Advice to My First Born
September 26th, 2020
To My Love,
I am thinking of advice I want to give you dear son, before you enter this world, before my thoughts of you mold and grow.
There are so many things I want to say, so much wisdom I hope to bestow. I know it will all unfold over the course of your life, so for now, I will leave it at two things. First: “be true to yourself.” Second: “if you can be anything in this world, be kind.” I know these both teeter on the cliche, but I believe deeply in their message. Also, you will soon learn (if you haven’t already) that I’m a sap for emotions.
Be true to yourself my son. Be weird, be wild, be free. Dance in the middle of the street. Sing when the urge overcomes you, even if it’s off key. Wear bright colors. Bend gender norms. Love who and whatever you wish unconditionally. The world and social media will tempt you. They will try to convince you that you have to fit into a particular mold. That you have to look a certain way, behave a certain way, think in a certain way. The reality is my love, you can be whoever you want to be. Don’t be a sheep. Don’t be what others want you to be. There may be times when this feels really hard, when others may not understand or appreciate you. Do not let the naysayers get you down. I want you to know: it gets better. Be you, always.
Alongside this sense of individuality comes my second piece of advice: kindness. Being true to yourself should never compromise your humanity. Lead with compassion, always. The world needs more love. The reality is, our country is struggling right now. We are surrounded by so much cruelty, divisiveness, anger, and fear of what is different. Sadly, I don’t see this all going away anytime soon. Optimistically, the future generation (that’s you!) is our best hope in bringing about real change. Speak up against bigotry, xenophobia, and racism. Call others in instead of calling them out. Respond with attentiveness and curiosity. Speak up when you believe something is wrong. Elevate voices of the underrepresented. Be appreciative of what others do for you. Believe in the good.
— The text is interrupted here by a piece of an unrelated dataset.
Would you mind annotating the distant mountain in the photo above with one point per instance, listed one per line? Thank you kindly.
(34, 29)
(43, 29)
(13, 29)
I decided to ask your Momo what advice she wants to give you. She says: “Do your best, be polite, be on time. I don’t know. I’ll just tell him in the moment.” You will learn my dear, that your Momo is one of few words, while your Mama can be rather loquacious (but eloquently so, she hopes.) Even so, when she does speak her mind, she does so beautifully.
My advice- as well as your Momo’s- will likely be shared with you in many forms as you age. I will try not to be preachy or trite, but rather be your guide. I hope to be someone you can come to. I hope I can lead by example. I hope I do a good job in helping you grow. In the end, I just simply hope you become a good person. I love you.